Paul Sauvé (1907-) Homme politique

Il grandit dans un environnement politique alors que son père, Arthur Sauvé, est à la tête du Parti conservateur provincial de 1922 à 1929, avant de siéger à la Chambre des communes dans le gouvernement de Richard Bennett. Pour sa part, Paul fait son entrée à l'Assemblée législative sous la bannière conservatrice en 1930, à l'âge de 23 ans. Réélu en 1931, puis battu par 14 voix en 1935, cet avocat de formation joue un rôle actif dans la création de l'Union nationale (UN), quelques mois plus tard. Élu député en 1936, il remporte cinq élections consécutives par la suite - 1939, 1944, 1948, 1952, 1956 - , toutes dans la circonscription de Deux-Montagnes (la même que son père). Il participe au débarquement en Normandie, en 1944, à titre de Commandant en second des fusiliers Mont-Royal, et reçoit plusieurs décorations, dont la Croix de guerre française. Ministre du Bien-être social et de la jeunesse (1946-1959) pendant les années de gloire du gouvernement de Maurice Duplessis, il succède à ce dernier au poste de premier ministre lorsqu'il décède, en septembre 1959. Le « désormais » qu'il prononce et l'ouverture qu'il manifeste dans certains dossiers languissants donnent l'impression que le Québec est sur le point d'amorcer un virage majeur. Sa mort, le 2 janvier 1960, à peine quelques mois après son assermentation, marque une étape décisive dans le déclin de l'UN. Selon la plupart des observateurs, elle favorisera le retour au pouvoir des libéraux en juin 1960.

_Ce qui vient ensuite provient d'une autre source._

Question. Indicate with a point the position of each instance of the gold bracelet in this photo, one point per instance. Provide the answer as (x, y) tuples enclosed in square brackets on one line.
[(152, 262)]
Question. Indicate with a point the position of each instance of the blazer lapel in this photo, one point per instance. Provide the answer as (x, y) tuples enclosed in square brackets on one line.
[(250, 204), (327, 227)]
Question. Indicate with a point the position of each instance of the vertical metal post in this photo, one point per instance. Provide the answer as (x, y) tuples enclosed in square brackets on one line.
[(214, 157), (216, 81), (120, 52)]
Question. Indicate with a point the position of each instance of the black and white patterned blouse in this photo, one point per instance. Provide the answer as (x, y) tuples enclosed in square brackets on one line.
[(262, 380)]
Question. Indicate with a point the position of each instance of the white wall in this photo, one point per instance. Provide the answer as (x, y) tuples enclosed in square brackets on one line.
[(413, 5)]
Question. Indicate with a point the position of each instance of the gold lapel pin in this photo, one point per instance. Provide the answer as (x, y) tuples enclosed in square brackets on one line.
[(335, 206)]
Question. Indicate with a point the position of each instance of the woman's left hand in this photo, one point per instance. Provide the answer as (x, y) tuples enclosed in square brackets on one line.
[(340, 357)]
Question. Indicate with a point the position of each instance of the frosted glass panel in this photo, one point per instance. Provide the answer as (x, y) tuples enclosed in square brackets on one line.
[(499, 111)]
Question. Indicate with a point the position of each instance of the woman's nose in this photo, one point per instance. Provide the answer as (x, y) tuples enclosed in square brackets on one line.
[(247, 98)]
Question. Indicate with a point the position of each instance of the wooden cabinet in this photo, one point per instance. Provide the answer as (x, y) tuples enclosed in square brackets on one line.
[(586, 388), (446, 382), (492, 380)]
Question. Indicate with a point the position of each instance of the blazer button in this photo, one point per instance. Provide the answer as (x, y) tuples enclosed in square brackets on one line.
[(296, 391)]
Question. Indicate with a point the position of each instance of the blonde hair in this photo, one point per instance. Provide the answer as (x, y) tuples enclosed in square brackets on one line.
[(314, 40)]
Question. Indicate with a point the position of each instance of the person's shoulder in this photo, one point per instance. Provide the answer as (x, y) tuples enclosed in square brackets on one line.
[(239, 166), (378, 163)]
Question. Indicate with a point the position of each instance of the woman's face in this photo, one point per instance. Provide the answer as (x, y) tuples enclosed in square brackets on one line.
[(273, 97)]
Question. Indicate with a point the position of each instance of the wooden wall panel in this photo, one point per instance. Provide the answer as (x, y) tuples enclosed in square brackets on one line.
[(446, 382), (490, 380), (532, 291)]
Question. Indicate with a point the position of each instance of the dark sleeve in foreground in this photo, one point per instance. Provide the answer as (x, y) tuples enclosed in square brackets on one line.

Louis-Philippe Roy, « Mission accomplie ! », L'Action catholique, 4 janvier 1960, p. 1.
«...Tout de suite on se sentit en présence d'un chef : il savait commander et se faire obéir. Mais il ordonnait sans brusquerie, sans agressivité, avec une sorte de détachement; il était un chef lucide et serein. Tout de suite aussi, l'on vit qu'il avait de l'ampleur dans les vues, et qu'il voulait attacher son nom à une oeuvre. Il était prêt : ce qui permet de deviner peut-être des heures d'impatience jadis, de mesurer combien sa fidélité dut à certaines heures avoir de prix, de comprendre combien il avait réfléchi sur l'ensemble de la société québécoise. Eut-il le pressentiment que son règne serait court et qu'il lui faudrait faire vite ? Il s'y attaqua avec ce qu'on appellerait de l'avidité si l'on ne gardait si vifs à la mémoire le calme de son allure et cette maîtrise de soi dont il ne se départit à aucun moment. Ce qu'il a réussi à accomplir en une centaine de jours, on l'énumère ailleurs, et cela impressionne. Qu'est-ce, cependant, au regard de ce qu'il nous a montré comme possible ? Partout où il l'estimait nécessaire, il a rompu avec un passé encore proche; et il a posé une série d'amorces. À cela se résume son oeuvre, c'est-à-dire qu'elle ne se résume pas. C'est à peine le vestibule de la demeure qu'il entendait bâtir aux siens. »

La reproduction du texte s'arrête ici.